Innerhalb der EU hält sich der Großteil der Kriegsflüchtlinge aus der Ukraine – in absoluten Zahlen – mittlerweile nicht mehr in Polen, sondern in Deutschland auf. Das geht aus einem Bericht der von Knaus geleiteten Denkfabrik „Europäische Stabilitätsinitiative“hervor. Die Zahlen aus dem Bericht lagen dem Tagesspiegel vorab vor.
Demnach waren im vergangenen Dezember in Deutschland 1,2 Millionen Schutzanträge von Flüchtlingen aus der Ukraine registriert. In Polen waren es nach Angaben der EU-Statistikbehörde Eurostat 951.435 Ukrainerinnen und Ukrainer, die Schutz beantragt hatten. Ein Jahr zuvor waren es in Polen noch 1,56 Millionen gewesen, in Deutschland 1,02 Millionen.

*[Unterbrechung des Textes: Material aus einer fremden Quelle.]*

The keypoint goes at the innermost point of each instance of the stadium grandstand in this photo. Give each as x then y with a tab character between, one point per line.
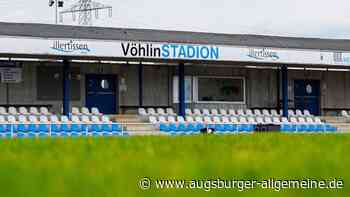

Im Februar hielten sich nach Angaben des Ausländerzentralregisters (AZR) in Deutschland 1,1 Millionen Kriegsflüchtlinge aus der Ukraine auf. Seit einem Jahr steigen die Zahlen kontinuierlich. Im März 2023 hatte das AZR noch 1,06 Millionen Flüchtlinge aus der Ukraine registriert. In den Zahlen des Registers sind auch Kriegsflüchtlinge berücksichtigt, die Deutschland inzwischen wieder verlassen haben.
Kein Asylverfahren nötig
Ukrainerinnen und Ukrainer müssen laut einer EU-Richtlinie, die nach der russischen Invasion vom Februar 2022 aktiviert wurde, nicht ins Asylverfahren. In Deutschland erhalten sie Bürgergeld.
Nach der Ansicht des Migrationsforschers Knaus setzen sich bei der Aufnahme von Ukraine-Flüchtlingen jene Trends fort, die bereits in einem Bericht der „Europäischen Stabilitätsinitiative“vom Februar 2023 festgestellt worden waren. Demnach fliehen Ukrainerinnen und Ukrainer vorrangig in Länder, in denen eine slawische Sprache gesprochen wird.
Wenn man die jeweilige Gesamtbevölkerung zum Maßstab nimmt, nahmen Tschechien und Bulgarien im vergangenen
Dezember EU-weit die meisten Flüchtlinge auf. Dort lag der Anteil bei 3,4 Prozent (Tschechien) und 2,6 Prozent (Bulgarien), während es in Deutschland lediglich 1,4 Prozent waren. „Pro Kopf liegen einige Länder weiterhin vor Deutschland – trotz des Bürgergelds“, so Knaus.
Den geringsten Anteil an UkraineFlüchtlingen nahm derweil Frankreich mit 0,09 Prozent auf. Allein das Bundesland Nordrhein-Westfalen habe mit rund 230.000 Menschen bislang so viele UkraineFlüchtlinge aufgenommen wie Frankreich und Italien zusammen, sagte Knaus weiter. Nach seinen Worten wäre jetzt eine gute Gelegenheit, „europäische Solidarität“mit jenen Ländern wie Deutschland, Bulgarien und Tschechien zu zeigen, die viele Flüchtlinge aufnehmen.
In Nordrhein-Westfalen ist im Januar die Zahl der Ukraine-Flüchtlinge im Vergleich zum Vorjahresmonat um 3,35 Prozent angestiegen. Dies geht aus Zahlen hervor, die das AZR auf Anfrage des Mediendienstes Integration zusammengestellt hat. Demzufolge fiel in Berlin der Anstieg noch deutlicher aus. Dort waren im Januar 62.777 Ukraine-Flüchtlinge registriert – eine Zunahme um 19,9 Prozent.